El caso es que éste pilar de la preparación física, éste Fernando tocayo que tenía en común conmigo sólo el nombre, termina su entrega de méritos felicitando a un alumno que había hecho todos los esfuerzos por sobreponerse a sus limitaciones y completar el año de forma, como mínimo, satisfactoria. De más está decir que las últimas dos palabras del discurso coincidían con la primera y la última que están escritas en mi DNI.

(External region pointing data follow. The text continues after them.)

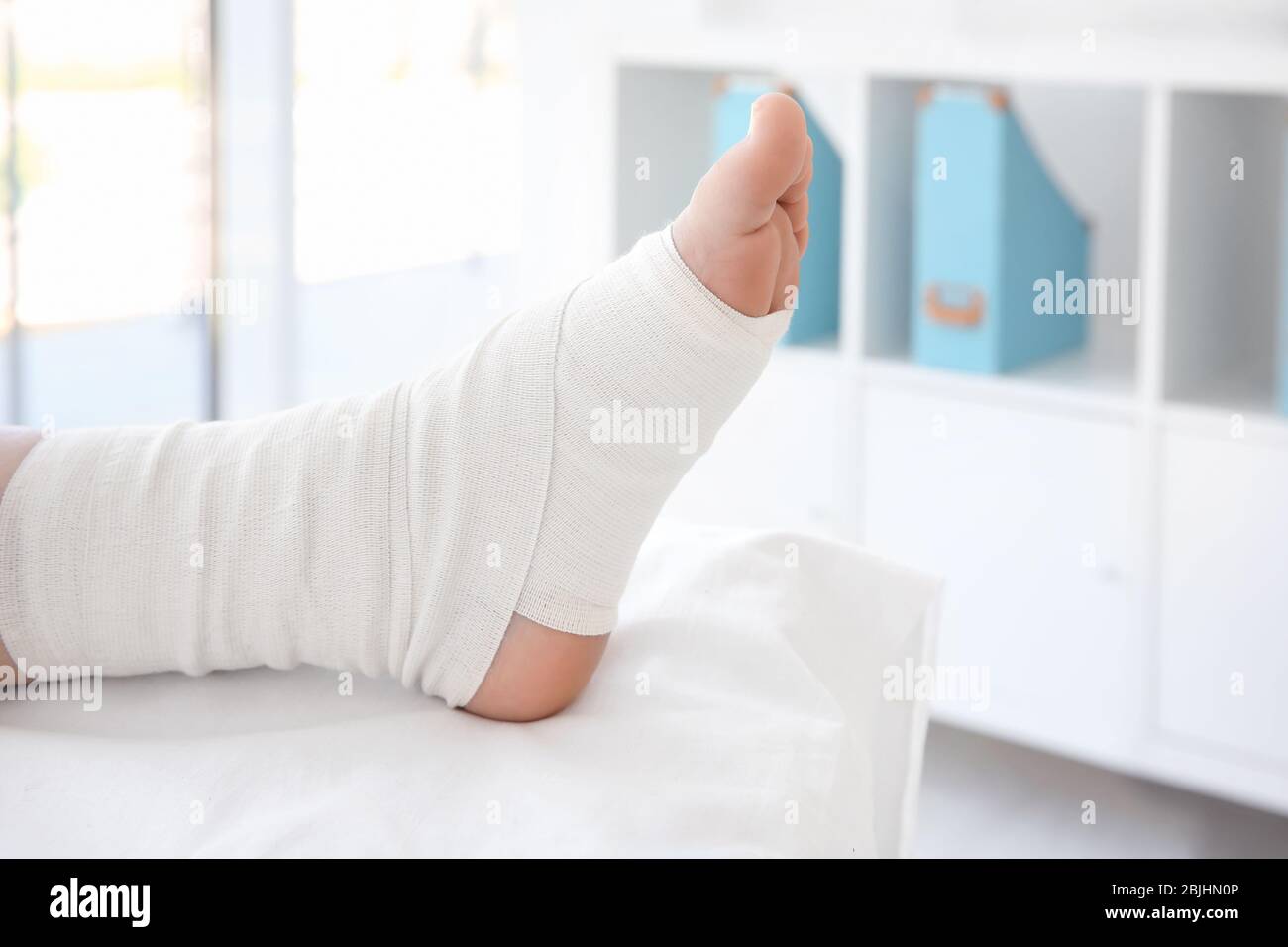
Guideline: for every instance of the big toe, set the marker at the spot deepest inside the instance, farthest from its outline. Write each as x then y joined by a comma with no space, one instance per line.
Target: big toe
772,163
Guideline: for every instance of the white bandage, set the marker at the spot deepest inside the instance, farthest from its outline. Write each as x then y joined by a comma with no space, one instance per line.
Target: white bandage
390,534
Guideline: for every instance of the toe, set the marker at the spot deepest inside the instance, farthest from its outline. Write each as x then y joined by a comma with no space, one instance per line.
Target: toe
746,184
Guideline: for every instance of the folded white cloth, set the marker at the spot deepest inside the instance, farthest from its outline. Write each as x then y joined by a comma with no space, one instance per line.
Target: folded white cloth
739,711
389,534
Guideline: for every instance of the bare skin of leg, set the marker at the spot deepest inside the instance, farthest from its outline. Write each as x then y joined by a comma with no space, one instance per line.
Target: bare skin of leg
742,235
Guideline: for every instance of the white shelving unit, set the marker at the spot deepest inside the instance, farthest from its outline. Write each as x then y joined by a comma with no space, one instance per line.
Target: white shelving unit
1113,525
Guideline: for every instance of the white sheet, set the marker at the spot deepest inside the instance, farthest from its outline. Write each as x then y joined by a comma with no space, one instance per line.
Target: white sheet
738,711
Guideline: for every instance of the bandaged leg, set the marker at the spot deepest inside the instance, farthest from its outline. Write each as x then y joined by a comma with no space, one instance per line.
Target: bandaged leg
400,532
391,534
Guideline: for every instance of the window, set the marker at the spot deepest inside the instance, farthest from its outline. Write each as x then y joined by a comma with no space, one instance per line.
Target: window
107,209
406,133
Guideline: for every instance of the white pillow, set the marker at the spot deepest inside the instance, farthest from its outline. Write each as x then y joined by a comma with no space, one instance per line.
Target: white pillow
738,711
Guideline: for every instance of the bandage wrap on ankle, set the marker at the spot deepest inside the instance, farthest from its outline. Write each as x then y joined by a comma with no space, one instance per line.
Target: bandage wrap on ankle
651,365
390,534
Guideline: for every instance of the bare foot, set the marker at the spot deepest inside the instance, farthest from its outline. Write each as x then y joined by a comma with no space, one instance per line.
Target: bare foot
747,223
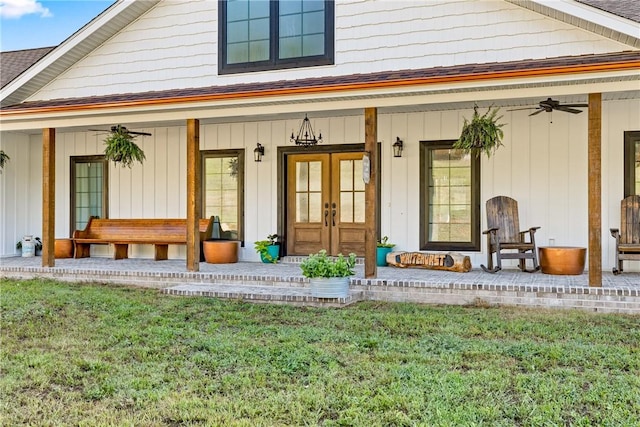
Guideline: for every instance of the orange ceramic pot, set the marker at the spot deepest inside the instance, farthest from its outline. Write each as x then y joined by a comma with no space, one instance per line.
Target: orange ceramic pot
220,251
63,248
562,260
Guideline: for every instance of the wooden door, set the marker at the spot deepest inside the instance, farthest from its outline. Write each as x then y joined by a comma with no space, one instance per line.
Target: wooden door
325,203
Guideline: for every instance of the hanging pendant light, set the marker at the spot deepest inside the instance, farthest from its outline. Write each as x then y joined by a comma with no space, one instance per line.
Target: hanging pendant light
306,137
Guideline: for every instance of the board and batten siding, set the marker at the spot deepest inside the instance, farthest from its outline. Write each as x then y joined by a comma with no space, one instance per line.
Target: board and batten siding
175,44
543,165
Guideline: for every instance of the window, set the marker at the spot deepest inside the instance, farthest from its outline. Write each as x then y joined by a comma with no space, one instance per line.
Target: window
258,35
631,163
223,190
89,195
450,198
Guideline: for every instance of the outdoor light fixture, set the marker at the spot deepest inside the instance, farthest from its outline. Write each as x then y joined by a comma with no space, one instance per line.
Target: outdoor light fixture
306,137
397,147
258,152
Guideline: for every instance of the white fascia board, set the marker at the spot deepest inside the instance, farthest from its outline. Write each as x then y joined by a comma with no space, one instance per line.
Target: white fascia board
491,90
596,16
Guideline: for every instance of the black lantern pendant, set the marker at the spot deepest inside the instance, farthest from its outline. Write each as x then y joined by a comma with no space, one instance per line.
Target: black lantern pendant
306,137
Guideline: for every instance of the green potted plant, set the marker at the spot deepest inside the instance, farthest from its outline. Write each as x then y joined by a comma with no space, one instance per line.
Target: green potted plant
37,245
269,249
482,133
120,147
383,248
328,276
4,158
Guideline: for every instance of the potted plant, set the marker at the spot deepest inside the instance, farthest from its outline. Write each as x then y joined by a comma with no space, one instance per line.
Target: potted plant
32,246
383,248
4,158
120,147
328,276
482,133
269,249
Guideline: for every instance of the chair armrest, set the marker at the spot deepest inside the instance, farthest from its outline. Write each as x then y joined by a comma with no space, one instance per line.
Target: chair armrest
491,230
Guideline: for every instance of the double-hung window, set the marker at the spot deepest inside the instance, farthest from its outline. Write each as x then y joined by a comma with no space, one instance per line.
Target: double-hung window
450,198
258,35
631,163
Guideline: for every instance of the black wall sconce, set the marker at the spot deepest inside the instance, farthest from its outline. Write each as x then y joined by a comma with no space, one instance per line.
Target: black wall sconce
258,152
397,147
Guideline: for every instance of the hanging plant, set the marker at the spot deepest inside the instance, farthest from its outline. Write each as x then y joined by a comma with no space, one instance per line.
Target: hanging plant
4,158
482,133
120,147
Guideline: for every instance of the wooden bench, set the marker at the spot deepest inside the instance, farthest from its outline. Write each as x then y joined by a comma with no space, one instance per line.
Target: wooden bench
124,232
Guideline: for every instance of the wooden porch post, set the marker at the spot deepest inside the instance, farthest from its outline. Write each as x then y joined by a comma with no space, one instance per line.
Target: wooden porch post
595,189
48,196
371,192
193,195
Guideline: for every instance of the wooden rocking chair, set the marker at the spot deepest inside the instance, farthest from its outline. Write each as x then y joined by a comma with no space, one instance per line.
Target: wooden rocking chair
504,235
628,236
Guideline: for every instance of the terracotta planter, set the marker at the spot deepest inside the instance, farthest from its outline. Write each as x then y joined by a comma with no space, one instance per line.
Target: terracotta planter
220,251
63,248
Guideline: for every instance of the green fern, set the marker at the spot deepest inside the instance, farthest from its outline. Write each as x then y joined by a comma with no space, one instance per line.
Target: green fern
482,133
120,148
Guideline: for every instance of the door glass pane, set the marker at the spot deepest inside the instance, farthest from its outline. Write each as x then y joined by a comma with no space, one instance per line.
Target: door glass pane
637,167
309,191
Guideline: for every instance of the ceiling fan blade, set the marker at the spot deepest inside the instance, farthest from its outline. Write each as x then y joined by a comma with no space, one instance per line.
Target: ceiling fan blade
525,108
567,109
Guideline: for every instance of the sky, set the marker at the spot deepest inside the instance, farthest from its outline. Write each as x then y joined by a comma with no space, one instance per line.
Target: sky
28,24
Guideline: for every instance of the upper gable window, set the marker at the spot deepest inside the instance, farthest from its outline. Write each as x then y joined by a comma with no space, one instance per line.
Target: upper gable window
258,35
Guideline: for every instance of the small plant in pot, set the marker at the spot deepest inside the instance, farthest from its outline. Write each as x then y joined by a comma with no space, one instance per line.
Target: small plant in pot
383,248
482,133
269,249
328,276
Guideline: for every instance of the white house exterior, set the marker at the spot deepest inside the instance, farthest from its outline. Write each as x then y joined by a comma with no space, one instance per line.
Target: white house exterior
423,65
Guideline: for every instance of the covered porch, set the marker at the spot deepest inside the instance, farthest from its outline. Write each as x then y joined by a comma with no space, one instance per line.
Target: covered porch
283,283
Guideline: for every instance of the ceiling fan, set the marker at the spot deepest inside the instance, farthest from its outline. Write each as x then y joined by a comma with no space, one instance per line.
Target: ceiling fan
551,104
122,129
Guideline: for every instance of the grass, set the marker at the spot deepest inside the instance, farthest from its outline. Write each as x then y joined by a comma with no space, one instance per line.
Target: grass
92,355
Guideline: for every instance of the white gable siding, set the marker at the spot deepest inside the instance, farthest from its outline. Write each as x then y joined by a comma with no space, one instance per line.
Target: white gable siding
175,45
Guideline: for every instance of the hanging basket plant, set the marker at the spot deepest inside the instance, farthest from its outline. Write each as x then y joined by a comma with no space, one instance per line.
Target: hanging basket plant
120,147
4,158
482,133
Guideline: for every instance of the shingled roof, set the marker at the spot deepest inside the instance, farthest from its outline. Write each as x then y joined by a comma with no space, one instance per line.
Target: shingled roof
16,62
628,9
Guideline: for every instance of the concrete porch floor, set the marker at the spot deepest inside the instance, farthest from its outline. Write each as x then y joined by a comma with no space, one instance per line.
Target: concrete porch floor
284,283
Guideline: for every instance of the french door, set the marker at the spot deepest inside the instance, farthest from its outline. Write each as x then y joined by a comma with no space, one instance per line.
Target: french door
325,203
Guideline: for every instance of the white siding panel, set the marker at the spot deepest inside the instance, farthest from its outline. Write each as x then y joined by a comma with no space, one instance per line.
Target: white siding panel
175,44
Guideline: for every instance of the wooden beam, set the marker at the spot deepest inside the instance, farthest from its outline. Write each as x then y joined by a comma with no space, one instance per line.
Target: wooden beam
193,195
595,189
371,192
48,196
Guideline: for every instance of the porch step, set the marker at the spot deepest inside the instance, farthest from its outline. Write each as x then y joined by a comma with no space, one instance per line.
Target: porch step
267,294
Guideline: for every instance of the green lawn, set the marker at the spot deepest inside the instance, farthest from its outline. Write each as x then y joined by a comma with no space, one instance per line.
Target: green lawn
96,355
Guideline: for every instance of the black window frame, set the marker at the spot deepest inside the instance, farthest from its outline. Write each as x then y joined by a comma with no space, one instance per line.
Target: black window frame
240,154
474,244
274,63
630,156
74,160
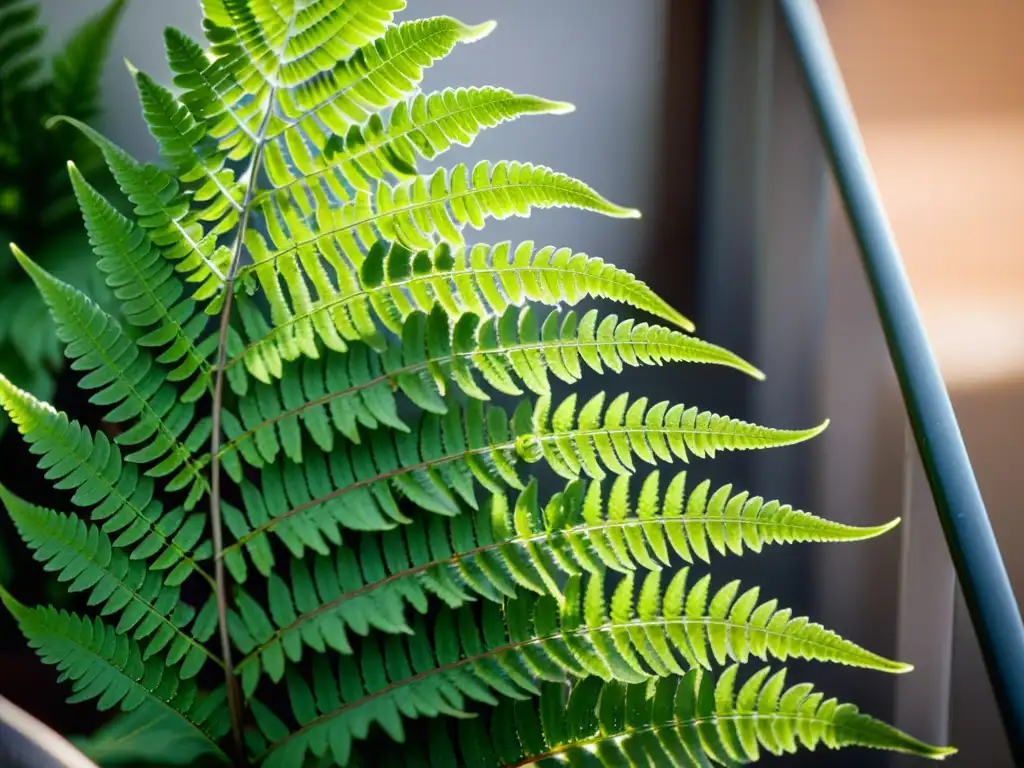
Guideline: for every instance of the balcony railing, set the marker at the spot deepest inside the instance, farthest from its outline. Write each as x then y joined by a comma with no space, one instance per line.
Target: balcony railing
778,120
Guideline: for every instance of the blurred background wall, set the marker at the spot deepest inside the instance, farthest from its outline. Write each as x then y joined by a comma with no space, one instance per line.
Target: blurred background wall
937,87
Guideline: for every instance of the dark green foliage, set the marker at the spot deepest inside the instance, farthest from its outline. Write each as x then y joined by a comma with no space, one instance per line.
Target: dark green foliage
37,208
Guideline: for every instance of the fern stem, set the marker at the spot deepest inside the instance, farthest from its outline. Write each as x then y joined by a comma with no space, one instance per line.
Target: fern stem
233,694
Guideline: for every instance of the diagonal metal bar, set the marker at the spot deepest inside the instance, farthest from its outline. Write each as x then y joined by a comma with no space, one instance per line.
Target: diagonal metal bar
962,511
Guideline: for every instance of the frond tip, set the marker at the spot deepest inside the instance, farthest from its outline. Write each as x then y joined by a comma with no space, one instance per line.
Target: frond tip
683,722
599,437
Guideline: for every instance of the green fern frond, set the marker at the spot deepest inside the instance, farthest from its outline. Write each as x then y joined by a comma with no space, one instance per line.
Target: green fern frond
298,295
78,68
294,46
600,437
416,213
193,155
151,296
507,655
161,209
128,380
425,126
75,459
696,720
511,353
355,487
110,668
150,609
19,37
393,284
494,551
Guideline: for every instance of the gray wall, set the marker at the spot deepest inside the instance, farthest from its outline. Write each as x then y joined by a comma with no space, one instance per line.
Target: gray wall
606,56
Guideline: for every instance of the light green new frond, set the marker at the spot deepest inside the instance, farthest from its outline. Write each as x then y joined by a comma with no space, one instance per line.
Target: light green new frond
78,68
706,627
426,125
91,467
501,547
110,668
393,283
509,354
150,293
691,525
127,380
84,555
472,659
411,214
433,464
602,437
373,78
295,41
696,720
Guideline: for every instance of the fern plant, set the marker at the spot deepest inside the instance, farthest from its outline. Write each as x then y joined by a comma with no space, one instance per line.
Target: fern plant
315,527
37,205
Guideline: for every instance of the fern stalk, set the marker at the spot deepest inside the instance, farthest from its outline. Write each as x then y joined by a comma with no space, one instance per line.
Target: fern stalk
233,694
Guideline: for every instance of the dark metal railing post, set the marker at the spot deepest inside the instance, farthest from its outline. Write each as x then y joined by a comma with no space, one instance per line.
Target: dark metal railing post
982,574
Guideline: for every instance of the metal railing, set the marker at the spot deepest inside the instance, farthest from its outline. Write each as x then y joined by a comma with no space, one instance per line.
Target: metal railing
778,119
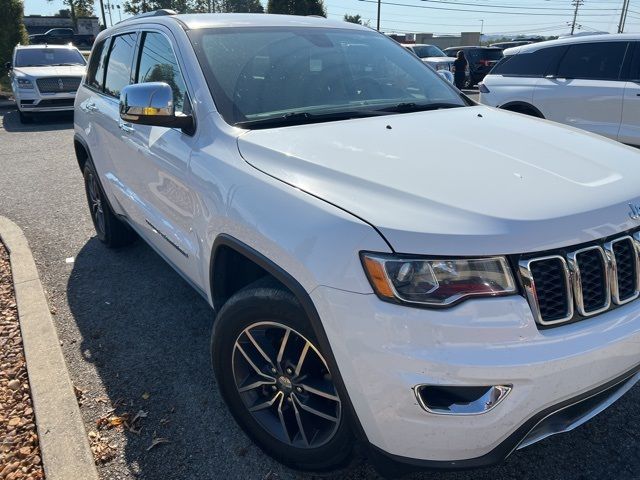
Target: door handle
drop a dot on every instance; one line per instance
(126, 127)
(90, 107)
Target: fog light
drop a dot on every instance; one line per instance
(452, 400)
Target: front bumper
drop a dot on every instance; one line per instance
(384, 350)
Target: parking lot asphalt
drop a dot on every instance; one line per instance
(136, 336)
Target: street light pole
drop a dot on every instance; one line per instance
(623, 16)
(577, 3)
(104, 18)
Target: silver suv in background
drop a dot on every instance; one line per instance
(45, 78)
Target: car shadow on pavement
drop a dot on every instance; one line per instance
(41, 122)
(146, 332)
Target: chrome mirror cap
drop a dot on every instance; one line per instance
(151, 104)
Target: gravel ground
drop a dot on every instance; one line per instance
(136, 338)
(19, 450)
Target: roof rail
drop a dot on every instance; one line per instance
(156, 13)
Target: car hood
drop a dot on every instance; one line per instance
(51, 71)
(439, 59)
(464, 181)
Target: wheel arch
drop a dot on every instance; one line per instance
(522, 107)
(82, 151)
(227, 243)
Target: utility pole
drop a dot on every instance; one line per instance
(623, 15)
(577, 4)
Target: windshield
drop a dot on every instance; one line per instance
(425, 51)
(32, 57)
(273, 72)
(491, 53)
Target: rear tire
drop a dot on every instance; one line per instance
(110, 230)
(258, 341)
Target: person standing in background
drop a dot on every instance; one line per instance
(460, 69)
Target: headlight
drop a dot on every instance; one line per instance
(437, 282)
(25, 83)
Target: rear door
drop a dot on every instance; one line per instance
(630, 125)
(587, 90)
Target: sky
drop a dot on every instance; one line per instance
(509, 17)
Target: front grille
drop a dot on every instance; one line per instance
(58, 84)
(625, 261)
(583, 281)
(56, 102)
(553, 302)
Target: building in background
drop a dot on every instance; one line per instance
(446, 41)
(40, 24)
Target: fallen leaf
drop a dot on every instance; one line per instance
(157, 441)
(139, 415)
(116, 420)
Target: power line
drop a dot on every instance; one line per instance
(521, 13)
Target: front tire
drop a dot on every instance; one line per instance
(110, 230)
(276, 382)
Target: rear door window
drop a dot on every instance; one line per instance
(119, 64)
(534, 64)
(593, 61)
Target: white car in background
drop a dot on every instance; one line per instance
(431, 55)
(590, 82)
(45, 78)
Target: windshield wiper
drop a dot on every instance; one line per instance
(301, 118)
(407, 107)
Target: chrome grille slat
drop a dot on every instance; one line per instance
(583, 291)
(617, 269)
(588, 280)
(534, 293)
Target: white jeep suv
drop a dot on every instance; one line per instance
(589, 82)
(45, 78)
(440, 307)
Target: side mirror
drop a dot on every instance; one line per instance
(152, 104)
(447, 75)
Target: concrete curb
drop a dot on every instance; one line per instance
(66, 454)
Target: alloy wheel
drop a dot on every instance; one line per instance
(285, 384)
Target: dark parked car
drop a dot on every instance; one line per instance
(481, 61)
(61, 36)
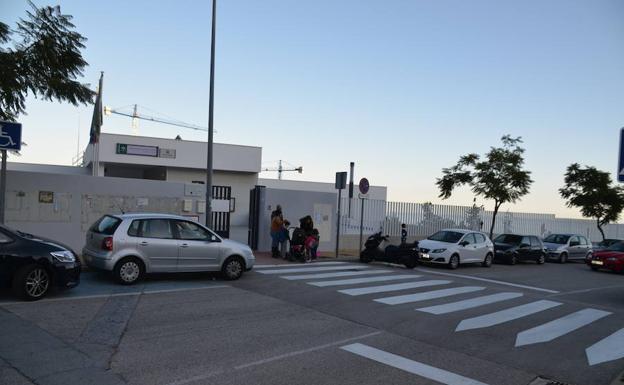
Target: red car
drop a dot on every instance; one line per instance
(611, 258)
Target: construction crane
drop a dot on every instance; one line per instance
(136, 116)
(280, 169)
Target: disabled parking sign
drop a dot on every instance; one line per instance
(10, 136)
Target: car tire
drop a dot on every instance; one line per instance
(453, 262)
(32, 282)
(541, 259)
(129, 271)
(487, 262)
(233, 268)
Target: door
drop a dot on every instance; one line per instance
(575, 249)
(222, 206)
(157, 243)
(469, 252)
(199, 249)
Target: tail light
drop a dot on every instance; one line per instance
(107, 244)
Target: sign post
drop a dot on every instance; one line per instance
(10, 139)
(364, 186)
(341, 183)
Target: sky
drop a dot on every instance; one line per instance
(402, 88)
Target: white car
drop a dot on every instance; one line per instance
(454, 246)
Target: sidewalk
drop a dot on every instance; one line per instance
(264, 258)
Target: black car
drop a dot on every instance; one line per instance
(512, 248)
(32, 266)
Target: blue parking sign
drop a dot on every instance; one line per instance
(10, 136)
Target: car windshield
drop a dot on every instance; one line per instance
(619, 246)
(446, 236)
(557, 238)
(509, 239)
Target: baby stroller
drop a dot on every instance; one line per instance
(297, 245)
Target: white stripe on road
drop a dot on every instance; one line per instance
(312, 268)
(559, 327)
(469, 303)
(490, 280)
(354, 281)
(608, 349)
(331, 275)
(410, 366)
(393, 287)
(400, 299)
(506, 315)
(287, 264)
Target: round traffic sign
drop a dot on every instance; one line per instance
(364, 186)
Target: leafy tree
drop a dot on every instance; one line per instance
(591, 191)
(44, 60)
(499, 176)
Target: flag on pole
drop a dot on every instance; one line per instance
(97, 120)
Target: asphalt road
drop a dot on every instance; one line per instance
(325, 323)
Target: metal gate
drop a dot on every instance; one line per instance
(221, 216)
(256, 199)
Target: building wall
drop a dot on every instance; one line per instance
(79, 200)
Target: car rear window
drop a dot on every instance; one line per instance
(106, 225)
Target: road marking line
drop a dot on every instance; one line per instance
(469, 303)
(393, 287)
(491, 281)
(608, 349)
(355, 281)
(311, 268)
(400, 299)
(298, 264)
(332, 275)
(93, 296)
(410, 366)
(559, 327)
(506, 315)
(275, 358)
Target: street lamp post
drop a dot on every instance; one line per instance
(210, 121)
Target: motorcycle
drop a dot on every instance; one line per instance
(376, 249)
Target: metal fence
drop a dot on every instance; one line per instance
(423, 219)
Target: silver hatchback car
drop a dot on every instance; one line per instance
(131, 245)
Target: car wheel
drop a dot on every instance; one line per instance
(129, 271)
(487, 262)
(453, 262)
(541, 259)
(232, 268)
(31, 282)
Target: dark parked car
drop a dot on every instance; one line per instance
(512, 248)
(33, 266)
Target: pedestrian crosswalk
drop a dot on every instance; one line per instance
(388, 287)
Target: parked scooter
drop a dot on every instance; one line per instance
(376, 248)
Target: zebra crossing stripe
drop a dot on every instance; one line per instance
(400, 299)
(559, 327)
(410, 366)
(298, 264)
(393, 287)
(355, 281)
(332, 275)
(469, 303)
(506, 315)
(311, 268)
(608, 349)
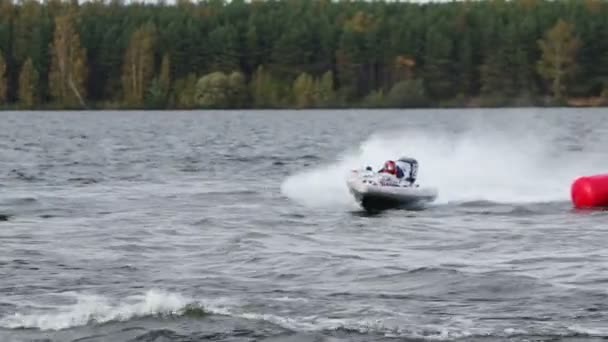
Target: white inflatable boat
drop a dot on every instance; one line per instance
(380, 191)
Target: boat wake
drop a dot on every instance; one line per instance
(475, 166)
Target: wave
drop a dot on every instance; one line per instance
(92, 309)
(479, 165)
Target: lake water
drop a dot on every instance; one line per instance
(238, 226)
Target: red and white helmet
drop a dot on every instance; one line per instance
(390, 167)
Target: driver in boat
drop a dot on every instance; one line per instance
(392, 168)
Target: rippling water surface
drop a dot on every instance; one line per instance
(237, 226)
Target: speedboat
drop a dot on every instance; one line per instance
(381, 191)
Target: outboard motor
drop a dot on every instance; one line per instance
(413, 168)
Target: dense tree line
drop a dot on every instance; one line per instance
(301, 53)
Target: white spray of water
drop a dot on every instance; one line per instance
(99, 309)
(507, 167)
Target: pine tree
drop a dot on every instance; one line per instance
(68, 75)
(3, 80)
(558, 61)
(138, 65)
(28, 81)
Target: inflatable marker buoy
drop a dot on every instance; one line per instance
(590, 191)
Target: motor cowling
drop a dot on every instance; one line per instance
(590, 191)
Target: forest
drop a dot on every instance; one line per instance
(302, 54)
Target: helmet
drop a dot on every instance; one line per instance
(389, 166)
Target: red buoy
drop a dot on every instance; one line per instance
(590, 191)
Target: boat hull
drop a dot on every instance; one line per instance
(372, 193)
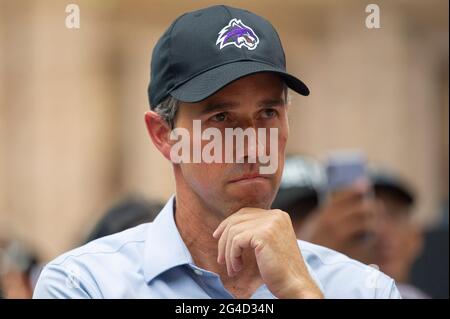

Me levanté de mi asiento, entre sorprendido y asustado. Caminé como en sueños hasta el escenario y subí a aceptar con una fría sonrisa una barata medalla de plomo con mi nombre, ése mismo nombre que habían mencionado segundos antes, rayada con una llave sobre su superficie.
Me volví para ver a todo el colegio aplaudirme. Sonreí un poco más y me apresuré a bajar del escenario mientras los aplausos se apagaban de a poco, sin saber bien qué decir.
Nunca me habían dicho "gordo inútil" con tanta elocuencia.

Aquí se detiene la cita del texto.